Exercising is a great way to stay healthy and if you are not into hardcore workouts, yoga is always a good way to go about it. But, if you lack motivation, practising yoga with your partner might help you out with that!
Yoga helps improve your strength, balance, and flexibility, and can also help with back pain, arthritis, headaches, and carpal tunnel syndrome. It can also help you manage stress and anxiety and improve your cognitive skills.
Here are 5 Yoga to try out with your partner
Downward Dog
- Stand up straight facing your partner with your hips shoulder-width apart.
- Together, raise your hands above your hands and lean forward.
- Stretch your hands and rest your partner's shoulders.
- Feel the stretch in your hamstrings and hold this pose for 10 seconds.
Seated Cat-cow
- Sit on the floor with your legs crossed, and face your partner.
- Extend your arms out in front of you and grab a hold of your partner's arm above their wrist, inhale as you both stretch your chest towards each other.
- Exhale, lean back and arch your back and look up towards the sky.
- This is when your partner will also round their back and lean forward.
Chair Pose
- Stand back to back and lean against each other with your feet outward.
- Slowly lower down and push your back against one another until you reach a seated position.
- Keep your arms out for more stability.
- Hold this pose for 10 seconds.
Twin Tree
- Stand side by side and use your partner for stability.

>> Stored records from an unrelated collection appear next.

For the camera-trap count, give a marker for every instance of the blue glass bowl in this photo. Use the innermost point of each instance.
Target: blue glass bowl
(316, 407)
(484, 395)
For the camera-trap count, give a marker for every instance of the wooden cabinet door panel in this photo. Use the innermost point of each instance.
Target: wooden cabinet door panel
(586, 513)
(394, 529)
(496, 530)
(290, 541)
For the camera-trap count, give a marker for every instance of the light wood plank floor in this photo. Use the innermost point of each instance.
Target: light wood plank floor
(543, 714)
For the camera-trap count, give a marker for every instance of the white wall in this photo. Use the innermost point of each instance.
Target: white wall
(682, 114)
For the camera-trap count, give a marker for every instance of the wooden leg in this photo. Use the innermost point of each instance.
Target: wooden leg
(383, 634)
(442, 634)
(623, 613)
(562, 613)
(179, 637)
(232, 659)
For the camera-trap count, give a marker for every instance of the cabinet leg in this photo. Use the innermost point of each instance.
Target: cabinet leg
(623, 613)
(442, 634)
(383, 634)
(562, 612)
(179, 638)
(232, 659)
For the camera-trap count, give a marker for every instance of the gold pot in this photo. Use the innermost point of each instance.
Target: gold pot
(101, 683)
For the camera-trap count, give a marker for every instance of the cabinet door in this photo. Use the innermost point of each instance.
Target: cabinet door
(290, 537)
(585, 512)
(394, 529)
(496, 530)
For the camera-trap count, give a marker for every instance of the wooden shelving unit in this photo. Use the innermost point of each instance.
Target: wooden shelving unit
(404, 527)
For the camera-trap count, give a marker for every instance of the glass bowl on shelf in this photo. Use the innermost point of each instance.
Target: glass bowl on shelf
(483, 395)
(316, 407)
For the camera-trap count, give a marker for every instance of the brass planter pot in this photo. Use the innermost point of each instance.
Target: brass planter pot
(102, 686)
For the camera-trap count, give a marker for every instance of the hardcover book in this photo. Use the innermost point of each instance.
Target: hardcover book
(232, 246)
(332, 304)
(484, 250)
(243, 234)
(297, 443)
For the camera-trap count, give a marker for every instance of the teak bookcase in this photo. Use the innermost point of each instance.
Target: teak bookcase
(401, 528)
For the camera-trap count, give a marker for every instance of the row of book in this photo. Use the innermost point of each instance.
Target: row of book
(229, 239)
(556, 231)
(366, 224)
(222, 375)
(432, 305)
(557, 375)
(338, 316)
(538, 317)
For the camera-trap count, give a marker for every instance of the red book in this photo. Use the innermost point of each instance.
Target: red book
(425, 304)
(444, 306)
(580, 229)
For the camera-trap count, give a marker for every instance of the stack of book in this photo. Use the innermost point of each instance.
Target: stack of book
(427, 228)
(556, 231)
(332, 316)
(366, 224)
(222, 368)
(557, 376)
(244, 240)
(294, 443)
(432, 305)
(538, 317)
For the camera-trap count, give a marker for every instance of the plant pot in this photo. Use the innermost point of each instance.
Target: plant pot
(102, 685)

- Raise your closest arms to each other towards the ceiling.
- Take your other hand and place it palm to palm with your partner near your shoulders.
- Use each other for stability, lift the leg furthest from your partner, bend your knee and place your foot on your knee in a tree pose.
- Hold this pose for 10 seconds.
Twist
- Sit on the floor with their back against each other.
- Twist simultaneously to the right and place your right hand on your partner's left thigh and your hand on your right knee.
- Hold for a few breaths and repeat.